It is truly astonishing to see how far manufacturers and suppliers of cut resistant clothing are willing to go in order to secure a larger portion of the market share.
Driven by a hunger for profits and blind sense of competition, and willing to neglect even the clearest legal requirements, companies across Europe are prepared to risk the safety of workers in the glass production industry.
Manufacturers still tend to believe that CE marking in the Europe is somewhat ‘optional’.
However, Robert Kaiser, CEO of UK based CutPRO® states: “As a supplier of Personal Protective Equipment (PPE) it is legal duty to ensure that all products sold are compliant with European laws. This is to guarantee the health, safety and well-being of those wearing the products.”
“The supporting law within Europe is ‘Regulation (EU) 2016/425’ which clearly states that all PPE must be CE certified. There is no question about it, not to comply with this law is a direct breach of not only European law but the laws of that member state. “
Robert Kaiser also offers a simplified, condensed version, highlighting the key points of this European regulation:
“All clothing to be worn or held by any end user to offer any type of protection is PPE and as such must be CE certified for sale in the European Union.“
“If one’s customer is using the clothing for protection and/or to improve the health and safety of the wearer at a workplace then they should be using appropriately CE market products.”
“One is not allowed to sell anything within the EU that could be defined as PPE without appropriate CE marking.”
Companies that either produce or process glass should also be aware that there is a new performance standard, which manufacturers of cut resistant clothing should test their garments against. But not many do. Why not?

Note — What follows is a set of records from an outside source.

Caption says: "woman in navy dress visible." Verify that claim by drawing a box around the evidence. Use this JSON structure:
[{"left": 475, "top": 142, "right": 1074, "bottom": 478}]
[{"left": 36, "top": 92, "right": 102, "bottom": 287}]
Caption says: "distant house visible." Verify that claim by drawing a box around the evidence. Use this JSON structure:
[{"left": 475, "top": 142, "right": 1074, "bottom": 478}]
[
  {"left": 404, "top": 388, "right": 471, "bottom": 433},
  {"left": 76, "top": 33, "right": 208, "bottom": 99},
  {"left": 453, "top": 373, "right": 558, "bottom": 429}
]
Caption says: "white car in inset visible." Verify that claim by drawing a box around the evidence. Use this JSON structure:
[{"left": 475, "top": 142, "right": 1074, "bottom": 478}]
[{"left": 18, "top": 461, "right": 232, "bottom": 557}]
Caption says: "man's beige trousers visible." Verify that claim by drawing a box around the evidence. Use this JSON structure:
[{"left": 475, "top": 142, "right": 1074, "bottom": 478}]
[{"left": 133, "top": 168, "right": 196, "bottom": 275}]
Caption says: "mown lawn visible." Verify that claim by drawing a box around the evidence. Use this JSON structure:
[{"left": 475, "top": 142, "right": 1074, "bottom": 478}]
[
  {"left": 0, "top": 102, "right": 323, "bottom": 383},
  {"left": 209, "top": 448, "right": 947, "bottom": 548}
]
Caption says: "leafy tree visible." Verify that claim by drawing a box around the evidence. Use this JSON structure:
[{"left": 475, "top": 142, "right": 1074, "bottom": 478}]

The EN 388:2016 is a more stringent updated standard in comparison to the previous EN 388:2003 and offers the end consumer a much more realists ‘real life’ result.
The main change is that the garments will now be tested to both a circular blade and a straight blade cut. Circular blade testing is now carried out for more cycles than previously, which means that it is harder for garments to achieve a higher level of cut resistance. This means that under the new standard, a glove’s/garment’s cut resistance may appear lower in 2016 than it did in 2003.
Garments will now receive between a Level A and a Level F, with Level F being the highest that a glove can achieve. The highest levels of cut resistance under the new standard (Level C to Level F) are more comprehensive and accurate.
The abrasion testing is now carried out using different test paper. As a result, cut resistant garments may receive a lower score under EN 388:2016 to the score originally awarded under EN 388:2003.
There is no change in the testing procedure of the puncture resistance. However, the EN 388:2016 is still relevant. There is no guarantee that a garment made from a puncture resistant fabric will stop a sharp object, but such garment has a much better chance of preventing or reducing an injury compared to a garment made from a fabric offering a low or no puncture resistance.
European glass companies purchasing cut resistant clothing will have identified a realistic risk to the safety of their workforce. Both, the legal requirements for this type of clothing to be CE certified and for it to be tested against the latest available performance standard is of utmost importance.